A CRISPR protein targets specific sections of DNA and cuts them. Credit: Univ. of Texas at Austin.
CRISPR-Cas9 is a customizable tool that lets scientists cut and insert small pieces of DNA at precise areas along a DNA strand. Its widely heralded for its potential to completely disrupt the biotech industry, with huge impacts from everything from GMO crops to, perhaps, human health.
Two new studies, however, are causing a stir after they found the technology could cause cancer in human cells. But despite media coverage framing the findings as a cause for concern, the authors themselves are far more reserved, stating “reactions have been exaggerated.”
One of the studies was carried out by researchers at Novartis, a private pharmaceutical firm, one of the few that has a gene-editing therapy approved by the FDA. The other was published by researchers at the Karolinska Institute, Sweden.
Both research studies independently found evidence that the p53 gene either blocks CRISPR from working properly in human cells or breaks apart during the molecular procedure. This gene is responsible for repairing DNA or, failing that, it can tell a cell to die — both are effective ways of preventing cancer. A defective p53 gene can thus cause cancer. Previous studies have associated defective p53 genes to several cancers like those affecting the breast, lung, ovaries, stomach, colon, and pancreas.

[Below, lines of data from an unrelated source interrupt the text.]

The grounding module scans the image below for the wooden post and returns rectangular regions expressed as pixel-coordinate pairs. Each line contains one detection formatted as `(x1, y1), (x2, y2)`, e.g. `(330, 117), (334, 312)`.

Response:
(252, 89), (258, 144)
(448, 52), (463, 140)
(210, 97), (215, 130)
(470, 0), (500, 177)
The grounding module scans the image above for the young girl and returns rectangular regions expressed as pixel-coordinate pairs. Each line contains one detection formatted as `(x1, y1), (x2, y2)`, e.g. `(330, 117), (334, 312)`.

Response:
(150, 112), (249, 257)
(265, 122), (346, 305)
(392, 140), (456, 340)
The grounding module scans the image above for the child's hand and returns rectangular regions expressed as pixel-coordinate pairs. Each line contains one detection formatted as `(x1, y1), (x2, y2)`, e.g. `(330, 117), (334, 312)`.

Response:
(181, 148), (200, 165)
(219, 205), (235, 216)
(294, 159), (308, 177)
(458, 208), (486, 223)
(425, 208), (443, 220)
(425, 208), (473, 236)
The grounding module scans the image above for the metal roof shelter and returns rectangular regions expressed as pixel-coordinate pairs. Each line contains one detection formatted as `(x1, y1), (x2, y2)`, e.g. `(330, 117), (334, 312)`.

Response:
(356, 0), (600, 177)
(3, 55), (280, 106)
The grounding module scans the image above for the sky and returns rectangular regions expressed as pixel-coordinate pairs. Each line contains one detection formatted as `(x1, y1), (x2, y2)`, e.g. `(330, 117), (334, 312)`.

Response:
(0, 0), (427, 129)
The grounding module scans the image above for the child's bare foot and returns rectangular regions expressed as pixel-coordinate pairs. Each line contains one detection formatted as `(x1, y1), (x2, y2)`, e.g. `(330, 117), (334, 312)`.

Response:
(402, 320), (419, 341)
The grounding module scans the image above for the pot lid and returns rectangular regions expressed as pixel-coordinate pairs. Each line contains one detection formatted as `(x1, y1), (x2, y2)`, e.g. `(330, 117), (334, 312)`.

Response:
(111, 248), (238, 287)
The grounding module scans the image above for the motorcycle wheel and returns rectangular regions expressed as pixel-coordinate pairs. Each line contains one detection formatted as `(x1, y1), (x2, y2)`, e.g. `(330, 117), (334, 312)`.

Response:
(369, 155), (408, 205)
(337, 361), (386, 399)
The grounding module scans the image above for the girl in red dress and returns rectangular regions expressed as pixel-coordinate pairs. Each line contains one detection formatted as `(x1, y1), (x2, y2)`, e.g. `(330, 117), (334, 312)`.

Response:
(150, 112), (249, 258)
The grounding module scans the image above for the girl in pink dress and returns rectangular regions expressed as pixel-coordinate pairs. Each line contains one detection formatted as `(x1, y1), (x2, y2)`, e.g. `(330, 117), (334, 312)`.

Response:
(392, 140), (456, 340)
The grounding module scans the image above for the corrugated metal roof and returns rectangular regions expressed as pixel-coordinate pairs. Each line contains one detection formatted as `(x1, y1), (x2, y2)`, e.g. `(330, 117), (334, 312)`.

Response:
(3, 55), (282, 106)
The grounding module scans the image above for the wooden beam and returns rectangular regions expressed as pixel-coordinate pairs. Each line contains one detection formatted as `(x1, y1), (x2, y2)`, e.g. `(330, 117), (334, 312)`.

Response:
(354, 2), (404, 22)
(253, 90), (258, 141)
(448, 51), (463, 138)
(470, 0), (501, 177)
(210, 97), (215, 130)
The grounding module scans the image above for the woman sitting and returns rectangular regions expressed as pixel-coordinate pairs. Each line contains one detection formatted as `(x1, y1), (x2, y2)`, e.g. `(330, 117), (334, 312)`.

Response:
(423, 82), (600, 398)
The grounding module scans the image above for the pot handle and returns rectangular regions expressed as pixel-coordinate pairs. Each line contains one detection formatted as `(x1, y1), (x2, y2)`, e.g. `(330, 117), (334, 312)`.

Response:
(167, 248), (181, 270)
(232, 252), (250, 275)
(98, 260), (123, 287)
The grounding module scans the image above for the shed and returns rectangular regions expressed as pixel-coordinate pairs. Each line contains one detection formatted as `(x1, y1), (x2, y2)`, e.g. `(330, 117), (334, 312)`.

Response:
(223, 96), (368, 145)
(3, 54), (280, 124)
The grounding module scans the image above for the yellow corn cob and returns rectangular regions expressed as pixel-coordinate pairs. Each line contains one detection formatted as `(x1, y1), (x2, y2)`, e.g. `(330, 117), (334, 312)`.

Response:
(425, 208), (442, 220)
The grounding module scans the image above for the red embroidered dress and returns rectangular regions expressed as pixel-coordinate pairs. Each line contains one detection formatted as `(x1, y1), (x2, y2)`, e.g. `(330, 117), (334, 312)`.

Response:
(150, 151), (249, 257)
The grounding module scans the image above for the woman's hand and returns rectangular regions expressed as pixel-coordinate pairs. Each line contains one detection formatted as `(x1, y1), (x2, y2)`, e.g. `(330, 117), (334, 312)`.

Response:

The news caused a wave of panic, hitting some biotech companies hard. Quartz informs that Crispr Therapeutics AG, based in Switzerland, and Intellia Therapeutics Inc, based in the US state of Massachusetts, saw their stocks drop 12.6% and 9.8%, respectively, only one day after the studies were published.
1) Beware exaggeration and overstated headlines. The papers say after #CRISPR Cas9 DSB P53 signaling is activated. They don't say #CRISPR could cause #cancer
2) One of the paper was posted a year ago on BioRxiv #preprint server -> not a new finding https://t.co/6HeNFukU7b— Gaetan Burgio (@GaetanBurgio) June 11, 2018
The authors of the studies themselves are not worried, however. Why? For one, just because something occurs at the cellular level, that doesn’t necessarily translate at the macro-level, in the living body. Secondly, there are other proteins besides Cas9 that can be used to cut DNA. Another protein, Cpf1, can be used instead of Cas9, which is even simpler and more precise. Perhaps, future studies will find those proteins that do not interfere with p53 gene expression at all, thereby dispelling any concerns.
Ultimately, before a study shows that a CRISPR-edited animal model has higher-than-expected cancer rates, the gene editing tool is still fair game. Of course, the two studies should make scientists act with caution in the future. At the same time, the takeaway is that CRISPR is still an extremely promising technology with no major safety concerns identified so far.